The young driver said, "I love her with all my heart, sir. Please understand that."
"If you love her so much...then stay away from her! Or I'll make sure you do!" the angry old man left, leaving Troy with tears.
He knew he had to do it. To prove that he loved her, he couldn't marry her. He had sent her a letter of apology and that was that.
He went back to watching her from the distance, but this time he had tears in his eyes everytime he did. She would always come out of the hospital, crying. He wanted to go to her to comfort her. Hug her. Kiss her. But he knew he couldn't. He loved her too much.
After a few weeks, she stopped coming out of the hospital. So he gave up watching...
"Wow, that's harsh," Jane said. "You must miss her a lot."
Troy nodded. "I think about her everyday. Oh...here we are."
They stopped in front of Chez Maurice. Jane stepped out. "Thanks. Bye."
Troy smiled and drove away while Jane headed in to meet her mother...
Troy drove and drove. He started to think about Gabriella. He missed her, all right. He looked at the passenger seat where she used to sit. Then something caught his eyes.
It was a purse.
"Oh, the young lady must have left it," Troy said. He flipped through the notebook and saw her message. It was signed by 'Jane.'
He turned around and headed back to Chez Maurice.
Meanwhile Jane was sitting with a woman in her early forties.
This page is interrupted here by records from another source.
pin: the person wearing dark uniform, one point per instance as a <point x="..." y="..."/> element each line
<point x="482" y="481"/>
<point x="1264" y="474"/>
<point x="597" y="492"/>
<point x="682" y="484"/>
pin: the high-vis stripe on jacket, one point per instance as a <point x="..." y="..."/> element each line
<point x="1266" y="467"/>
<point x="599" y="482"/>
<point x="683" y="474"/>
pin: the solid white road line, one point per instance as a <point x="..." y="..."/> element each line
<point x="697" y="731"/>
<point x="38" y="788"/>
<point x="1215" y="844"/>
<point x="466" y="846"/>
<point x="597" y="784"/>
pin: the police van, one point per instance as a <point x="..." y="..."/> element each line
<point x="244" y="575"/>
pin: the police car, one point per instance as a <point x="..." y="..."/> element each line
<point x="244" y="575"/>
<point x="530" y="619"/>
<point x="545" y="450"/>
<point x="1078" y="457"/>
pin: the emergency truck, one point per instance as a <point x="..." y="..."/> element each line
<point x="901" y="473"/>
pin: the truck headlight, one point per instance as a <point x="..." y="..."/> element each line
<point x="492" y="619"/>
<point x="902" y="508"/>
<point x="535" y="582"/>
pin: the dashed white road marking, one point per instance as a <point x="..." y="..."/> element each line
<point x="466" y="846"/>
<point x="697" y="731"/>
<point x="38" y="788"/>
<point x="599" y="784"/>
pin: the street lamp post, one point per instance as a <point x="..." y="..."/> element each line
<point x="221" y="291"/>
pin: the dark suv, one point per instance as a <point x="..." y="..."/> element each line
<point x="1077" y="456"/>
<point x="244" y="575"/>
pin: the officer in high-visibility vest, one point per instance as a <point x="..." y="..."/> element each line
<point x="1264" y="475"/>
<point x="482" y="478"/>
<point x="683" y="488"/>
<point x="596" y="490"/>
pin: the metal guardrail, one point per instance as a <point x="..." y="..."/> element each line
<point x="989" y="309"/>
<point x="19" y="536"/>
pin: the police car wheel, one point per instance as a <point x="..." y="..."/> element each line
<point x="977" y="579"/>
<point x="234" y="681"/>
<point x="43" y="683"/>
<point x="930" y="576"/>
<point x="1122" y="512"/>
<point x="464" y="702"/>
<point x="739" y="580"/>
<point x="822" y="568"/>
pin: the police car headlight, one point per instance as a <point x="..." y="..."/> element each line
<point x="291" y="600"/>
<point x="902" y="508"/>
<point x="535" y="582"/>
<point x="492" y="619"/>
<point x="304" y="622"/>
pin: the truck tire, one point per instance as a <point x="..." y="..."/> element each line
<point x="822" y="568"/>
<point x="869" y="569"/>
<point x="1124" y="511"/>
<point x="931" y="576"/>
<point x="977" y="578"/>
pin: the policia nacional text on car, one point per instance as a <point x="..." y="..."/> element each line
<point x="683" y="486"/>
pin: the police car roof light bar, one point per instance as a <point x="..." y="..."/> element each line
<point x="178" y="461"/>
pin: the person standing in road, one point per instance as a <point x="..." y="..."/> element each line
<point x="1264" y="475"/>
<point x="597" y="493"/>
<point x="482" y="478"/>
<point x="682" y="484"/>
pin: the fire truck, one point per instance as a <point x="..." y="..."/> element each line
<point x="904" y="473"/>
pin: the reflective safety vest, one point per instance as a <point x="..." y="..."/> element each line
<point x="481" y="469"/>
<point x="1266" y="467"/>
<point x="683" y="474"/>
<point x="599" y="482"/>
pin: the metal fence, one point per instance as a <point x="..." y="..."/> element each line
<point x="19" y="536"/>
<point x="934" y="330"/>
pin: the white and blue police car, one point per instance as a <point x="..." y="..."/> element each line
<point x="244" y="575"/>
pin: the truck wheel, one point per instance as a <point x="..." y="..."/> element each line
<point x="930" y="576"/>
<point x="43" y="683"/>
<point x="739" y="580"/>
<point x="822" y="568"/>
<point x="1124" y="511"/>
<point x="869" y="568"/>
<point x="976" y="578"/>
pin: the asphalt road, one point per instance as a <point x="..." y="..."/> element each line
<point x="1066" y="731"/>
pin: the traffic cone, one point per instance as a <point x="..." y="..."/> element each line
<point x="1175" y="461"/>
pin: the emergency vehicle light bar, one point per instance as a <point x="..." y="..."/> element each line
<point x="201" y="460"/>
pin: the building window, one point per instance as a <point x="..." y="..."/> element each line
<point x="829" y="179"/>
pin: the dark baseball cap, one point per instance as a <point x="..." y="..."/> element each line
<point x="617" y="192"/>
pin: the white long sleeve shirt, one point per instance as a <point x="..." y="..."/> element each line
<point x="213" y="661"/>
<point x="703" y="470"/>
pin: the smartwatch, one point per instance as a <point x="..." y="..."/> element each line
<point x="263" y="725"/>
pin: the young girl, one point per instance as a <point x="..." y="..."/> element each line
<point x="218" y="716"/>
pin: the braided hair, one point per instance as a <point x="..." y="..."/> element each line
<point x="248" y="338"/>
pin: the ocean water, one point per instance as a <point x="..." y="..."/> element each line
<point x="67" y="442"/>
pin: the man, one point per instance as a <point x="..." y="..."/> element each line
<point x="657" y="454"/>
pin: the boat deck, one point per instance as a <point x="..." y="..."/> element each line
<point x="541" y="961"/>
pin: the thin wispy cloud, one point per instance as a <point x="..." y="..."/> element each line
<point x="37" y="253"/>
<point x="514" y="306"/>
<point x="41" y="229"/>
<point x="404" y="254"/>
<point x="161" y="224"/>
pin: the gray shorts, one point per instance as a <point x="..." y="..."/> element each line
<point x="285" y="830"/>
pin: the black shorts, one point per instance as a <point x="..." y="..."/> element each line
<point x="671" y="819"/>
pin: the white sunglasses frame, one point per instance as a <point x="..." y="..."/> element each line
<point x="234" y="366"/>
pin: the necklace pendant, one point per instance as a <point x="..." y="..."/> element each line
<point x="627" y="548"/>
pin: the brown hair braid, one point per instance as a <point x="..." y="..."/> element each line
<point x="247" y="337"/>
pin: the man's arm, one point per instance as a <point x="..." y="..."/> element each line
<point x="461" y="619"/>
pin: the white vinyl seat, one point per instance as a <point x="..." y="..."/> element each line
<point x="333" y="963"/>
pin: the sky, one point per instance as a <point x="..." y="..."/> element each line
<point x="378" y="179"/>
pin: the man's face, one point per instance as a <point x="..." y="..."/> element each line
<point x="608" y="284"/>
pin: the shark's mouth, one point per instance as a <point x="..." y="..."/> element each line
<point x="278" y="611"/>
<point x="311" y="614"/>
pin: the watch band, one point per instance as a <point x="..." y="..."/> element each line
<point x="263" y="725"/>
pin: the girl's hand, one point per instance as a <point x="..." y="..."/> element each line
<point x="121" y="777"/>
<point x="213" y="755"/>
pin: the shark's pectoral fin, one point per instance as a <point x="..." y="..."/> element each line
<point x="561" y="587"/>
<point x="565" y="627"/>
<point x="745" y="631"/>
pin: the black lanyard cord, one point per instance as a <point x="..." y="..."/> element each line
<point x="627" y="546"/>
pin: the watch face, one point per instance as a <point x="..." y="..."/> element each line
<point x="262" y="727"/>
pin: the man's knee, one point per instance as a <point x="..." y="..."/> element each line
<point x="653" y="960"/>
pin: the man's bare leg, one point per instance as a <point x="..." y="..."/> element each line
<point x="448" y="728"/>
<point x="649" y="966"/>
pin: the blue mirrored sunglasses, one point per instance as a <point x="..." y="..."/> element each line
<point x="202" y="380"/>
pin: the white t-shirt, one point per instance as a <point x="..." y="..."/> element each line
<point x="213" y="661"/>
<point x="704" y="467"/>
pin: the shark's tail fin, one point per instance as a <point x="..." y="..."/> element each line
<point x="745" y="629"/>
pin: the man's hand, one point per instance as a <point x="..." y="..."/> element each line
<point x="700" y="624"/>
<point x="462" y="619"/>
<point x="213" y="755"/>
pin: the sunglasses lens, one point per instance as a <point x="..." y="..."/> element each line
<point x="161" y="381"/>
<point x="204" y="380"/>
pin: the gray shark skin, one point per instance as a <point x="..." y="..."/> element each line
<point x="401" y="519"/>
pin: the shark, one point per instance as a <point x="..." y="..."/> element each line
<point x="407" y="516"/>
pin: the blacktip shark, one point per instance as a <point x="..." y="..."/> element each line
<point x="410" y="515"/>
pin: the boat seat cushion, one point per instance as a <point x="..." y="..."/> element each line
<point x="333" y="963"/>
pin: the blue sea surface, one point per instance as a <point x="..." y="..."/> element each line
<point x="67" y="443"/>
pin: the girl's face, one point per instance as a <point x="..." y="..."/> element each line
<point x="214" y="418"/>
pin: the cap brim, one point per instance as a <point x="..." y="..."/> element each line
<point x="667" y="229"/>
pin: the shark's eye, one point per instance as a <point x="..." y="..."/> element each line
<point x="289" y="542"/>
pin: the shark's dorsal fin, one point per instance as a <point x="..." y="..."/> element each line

"It's good to meet you...Mom," Jane said.
The woman started to cry. "I'm so sorry. I couldn't keep you."
"It's okay," Jane said, taking hold of her hand. "What happened?"
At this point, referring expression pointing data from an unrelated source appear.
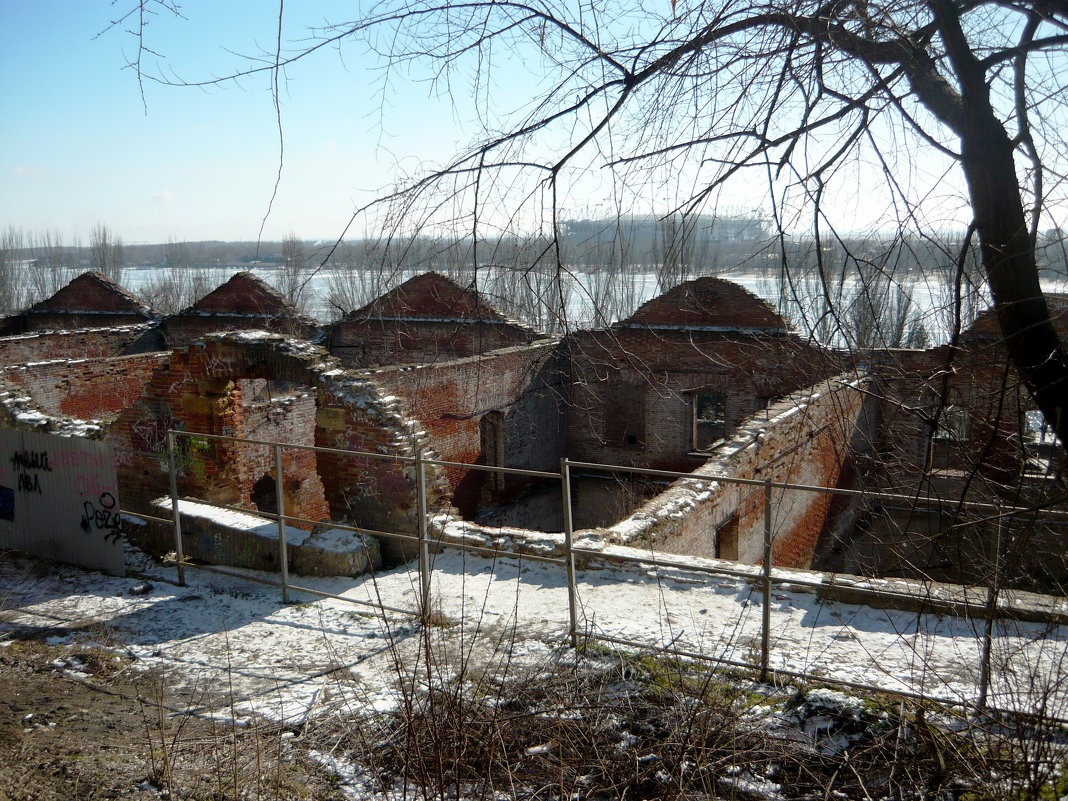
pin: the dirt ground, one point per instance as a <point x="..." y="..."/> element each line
<point x="77" y="723"/>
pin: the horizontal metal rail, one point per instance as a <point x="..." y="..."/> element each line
<point x="268" y="582"/>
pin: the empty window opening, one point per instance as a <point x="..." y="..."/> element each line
<point x="265" y="495"/>
<point x="625" y="415"/>
<point x="491" y="436"/>
<point x="726" y="539"/>
<point x="709" y="419"/>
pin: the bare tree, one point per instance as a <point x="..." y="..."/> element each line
<point x="12" y="256"/>
<point x="106" y="252"/>
<point x="291" y="279"/>
<point x="796" y="91"/>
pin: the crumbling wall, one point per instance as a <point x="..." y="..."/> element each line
<point x="371" y="343"/>
<point x="91" y="343"/>
<point x="201" y="389"/>
<point x="90" y="389"/>
<point x="801" y="440"/>
<point x="428" y="318"/>
<point x="222" y="386"/>
<point x="504" y="408"/>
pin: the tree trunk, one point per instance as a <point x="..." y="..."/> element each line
<point x="1008" y="257"/>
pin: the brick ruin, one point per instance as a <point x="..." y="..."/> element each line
<point x="705" y="378"/>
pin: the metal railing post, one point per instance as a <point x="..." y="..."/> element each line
<point x="424" y="548"/>
<point x="988" y="631"/>
<point x="766" y="572"/>
<point x="572" y="607"/>
<point x="283" y="553"/>
<point x="175" y="514"/>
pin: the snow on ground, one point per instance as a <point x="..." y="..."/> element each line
<point x="231" y="646"/>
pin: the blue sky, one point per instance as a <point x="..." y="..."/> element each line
<point x="78" y="147"/>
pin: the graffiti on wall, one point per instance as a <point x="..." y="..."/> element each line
<point x="59" y="498"/>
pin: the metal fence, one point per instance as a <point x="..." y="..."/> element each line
<point x="987" y="611"/>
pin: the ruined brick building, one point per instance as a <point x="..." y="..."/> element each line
<point x="705" y="378"/>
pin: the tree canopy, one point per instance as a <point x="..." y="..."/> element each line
<point x="625" y="98"/>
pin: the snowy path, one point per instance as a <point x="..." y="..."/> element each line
<point x="231" y="644"/>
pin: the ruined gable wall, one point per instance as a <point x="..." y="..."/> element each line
<point x="200" y="390"/>
<point x="801" y="441"/>
<point x="84" y="344"/>
<point x="669" y="366"/>
<point x="183" y="329"/>
<point x="90" y="389"/>
<point x="986" y="392"/>
<point x="523" y="385"/>
<point x="376" y="342"/>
The woman started to tell her the story:
She sat in bed with a smile. She had just gotten the news from a doctor at the hospital.
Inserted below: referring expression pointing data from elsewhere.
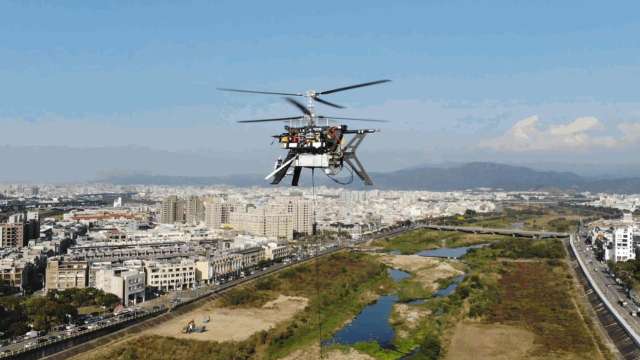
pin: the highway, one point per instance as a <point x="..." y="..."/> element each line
<point x="156" y="307"/>
<point x="607" y="284"/>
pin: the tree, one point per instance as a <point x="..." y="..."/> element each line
<point x="430" y="348"/>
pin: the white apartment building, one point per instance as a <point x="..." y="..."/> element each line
<point x="208" y="270"/>
<point x="270" y="222"/>
<point x="273" y="251"/>
<point x="125" y="283"/>
<point x="623" y="244"/>
<point x="171" y="275"/>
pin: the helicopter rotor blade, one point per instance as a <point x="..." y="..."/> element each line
<point x="353" y="87"/>
<point x="299" y="106"/>
<point x="351" y="119"/>
<point x="273" y="119"/>
<point x="327" y="103"/>
<point x="260" y="92"/>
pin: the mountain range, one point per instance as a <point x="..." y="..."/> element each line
<point x="435" y="178"/>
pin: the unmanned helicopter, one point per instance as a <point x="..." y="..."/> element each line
<point x="314" y="141"/>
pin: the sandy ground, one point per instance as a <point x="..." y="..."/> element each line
<point x="427" y="270"/>
<point x="489" y="342"/>
<point x="313" y="352"/>
<point x="409" y="315"/>
<point x="232" y="324"/>
<point x="225" y="324"/>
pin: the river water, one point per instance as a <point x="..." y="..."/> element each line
<point x="372" y="323"/>
<point x="449" y="252"/>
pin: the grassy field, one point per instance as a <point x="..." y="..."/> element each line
<point x="424" y="239"/>
<point x="516" y="291"/>
<point x="346" y="283"/>
<point x="539" y="297"/>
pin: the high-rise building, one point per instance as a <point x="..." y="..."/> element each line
<point x="168" y="210"/>
<point x="302" y="212"/>
<point x="194" y="210"/>
<point x="213" y="210"/>
<point x="66" y="274"/>
<point x="270" y="222"/>
<point x="12" y="235"/>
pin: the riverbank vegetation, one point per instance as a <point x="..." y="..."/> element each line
<point x="521" y="283"/>
<point x="423" y="239"/>
<point x="560" y="217"/>
<point x="337" y="286"/>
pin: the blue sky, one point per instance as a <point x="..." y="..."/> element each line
<point x="468" y="76"/>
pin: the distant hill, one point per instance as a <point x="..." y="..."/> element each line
<point x="456" y="177"/>
<point x="477" y="174"/>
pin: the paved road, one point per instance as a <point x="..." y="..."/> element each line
<point x="189" y="295"/>
<point x="607" y="284"/>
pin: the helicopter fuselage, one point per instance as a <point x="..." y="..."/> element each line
<point x="315" y="146"/>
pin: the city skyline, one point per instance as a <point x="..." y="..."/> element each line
<point x="511" y="83"/>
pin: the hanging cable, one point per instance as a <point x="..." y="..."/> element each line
<point x="317" y="263"/>
<point x="338" y="181"/>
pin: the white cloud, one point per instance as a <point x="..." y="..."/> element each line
<point x="630" y="132"/>
<point x="583" y="133"/>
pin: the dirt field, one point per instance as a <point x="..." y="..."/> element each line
<point x="232" y="324"/>
<point x="224" y="325"/>
<point x="427" y="270"/>
<point x="313" y="353"/>
<point x="489" y="342"/>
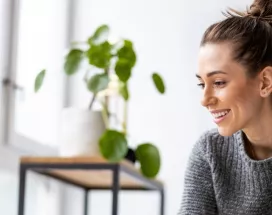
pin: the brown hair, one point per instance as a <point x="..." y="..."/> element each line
<point x="250" y="32"/>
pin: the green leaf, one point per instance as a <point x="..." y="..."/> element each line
<point x="39" y="80"/>
<point x="123" y="69"/>
<point x="127" y="52"/>
<point x="98" y="82"/>
<point x="100" y="35"/>
<point x="123" y="90"/>
<point x="149" y="158"/>
<point x="157" y="80"/>
<point x="100" y="55"/>
<point x="113" y="145"/>
<point x="72" y="61"/>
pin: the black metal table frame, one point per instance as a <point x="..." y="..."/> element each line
<point x="114" y="167"/>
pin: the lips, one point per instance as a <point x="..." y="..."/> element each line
<point x="220" y="115"/>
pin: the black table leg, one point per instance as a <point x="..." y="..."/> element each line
<point x="162" y="202"/>
<point x="115" y="190"/>
<point x="22" y="184"/>
<point x="86" y="200"/>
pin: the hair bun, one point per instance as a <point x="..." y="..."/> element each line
<point x="260" y="9"/>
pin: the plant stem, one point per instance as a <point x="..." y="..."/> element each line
<point x="107" y="71"/>
<point x="92" y="101"/>
<point x="125" y="117"/>
<point x="105" y="116"/>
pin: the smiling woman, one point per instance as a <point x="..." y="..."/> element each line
<point x="229" y="170"/>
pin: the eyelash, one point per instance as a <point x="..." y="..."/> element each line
<point x="217" y="84"/>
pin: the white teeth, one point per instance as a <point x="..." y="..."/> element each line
<point x="220" y="114"/>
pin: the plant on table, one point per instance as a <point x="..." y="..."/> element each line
<point x="109" y="59"/>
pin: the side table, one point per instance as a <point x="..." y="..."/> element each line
<point x="89" y="173"/>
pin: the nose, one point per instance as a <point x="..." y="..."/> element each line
<point x="208" y="98"/>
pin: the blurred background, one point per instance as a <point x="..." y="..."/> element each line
<point x="35" y="34"/>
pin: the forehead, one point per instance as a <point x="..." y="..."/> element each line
<point x="217" y="57"/>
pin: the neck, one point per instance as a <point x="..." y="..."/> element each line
<point x="259" y="137"/>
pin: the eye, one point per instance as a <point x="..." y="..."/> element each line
<point x="201" y="85"/>
<point x="219" y="84"/>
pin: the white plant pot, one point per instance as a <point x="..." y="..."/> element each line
<point x="80" y="131"/>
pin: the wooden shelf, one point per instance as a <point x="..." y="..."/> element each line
<point x="101" y="178"/>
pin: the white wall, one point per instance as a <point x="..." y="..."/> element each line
<point x="166" y="34"/>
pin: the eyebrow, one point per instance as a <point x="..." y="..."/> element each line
<point x="212" y="73"/>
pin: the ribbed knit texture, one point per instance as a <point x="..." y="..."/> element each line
<point x="222" y="179"/>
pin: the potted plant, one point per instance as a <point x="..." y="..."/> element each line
<point x="111" y="60"/>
She was pregnant. She was planning to tell Troy...but then she got the letter.
Her baby was born and she named it Jane. She had Troy's nose and Troy's hair color. Even his smile.
Gabriella was hoping Jane would lighten up her father's heart.
But it didn't happen.
Instead, he took the baby to the orphanage.
"No, Dad!" Gabriella shouted. "Please! I'll take care of her!"
Her father ignored her pleas and protests and took the baby away from Gabriella. She collasped on the hospital floor while her father left with her daughter, its cries fading away...
"I wanted to keep you so badly," she said, crying. "But I couldn't. I just couldn't." She pasued. "You look so much like your father."
Jane was about to comfort her when suddenly a waitress walked up to her.
"Excuse me, but is your name Jane?" the waitress asked.
Jane nodded.
"This man was looking for you," the waitress said, gesturing toward the man behind her.
Jane recognized the taxi driver. "Hi."
"You left this in the taxi," he said, handing her the purse.
"Thank you," Jane said, smiling.
He was about to leave when he saw the woman sitting across from Jane. His mouth fell open and his eyes became wide.
She had aged. Her long black hair had a few gray strands. But there was no way he could mistake her.
"Gabriella?" he gasped. "Gabriella Montez?"
The woman looked up. She gasped and stood up.
"Troy Bolton?" she asked. "Is it really you?"
They stared at each other before they finally hugged tightly. Twenty years...so long...
Jane looked at her mother than at the taxi driver...er...Troy.
"Wait, so I've been riding alongside my dad the whole time?" she asked.
Troy looked at Jane and then at Gabriella. "What's going on?"
"Jane, this is Troy...your father," Gabriella said. "Troy, Jane is...yours. She's your daughter."
Troy and Jane looked at each other. Jane smiled. Then Troy smiled.
She has my smile, Troy thought.
I'm his daughter, Jane said to herself.
They stepped outside of the restuarant.
"Been twenty years, Brie," Troy said to Gabriella, who was crying again. He turned to Jane. "So you're my daughter. How old are you?"
"Nineteen years old," Jane told him.
Troy looked at his taxi.
"I guess one things for sure," he said.
"What's that?" Jane asked.
"It really is a lucky taxi," he said.
They all laughed, glad to be reunited.
okay, does it seem corny or whatever. I saw it on this TV show and I was like, "OMG! That's such a perfect oneshot!"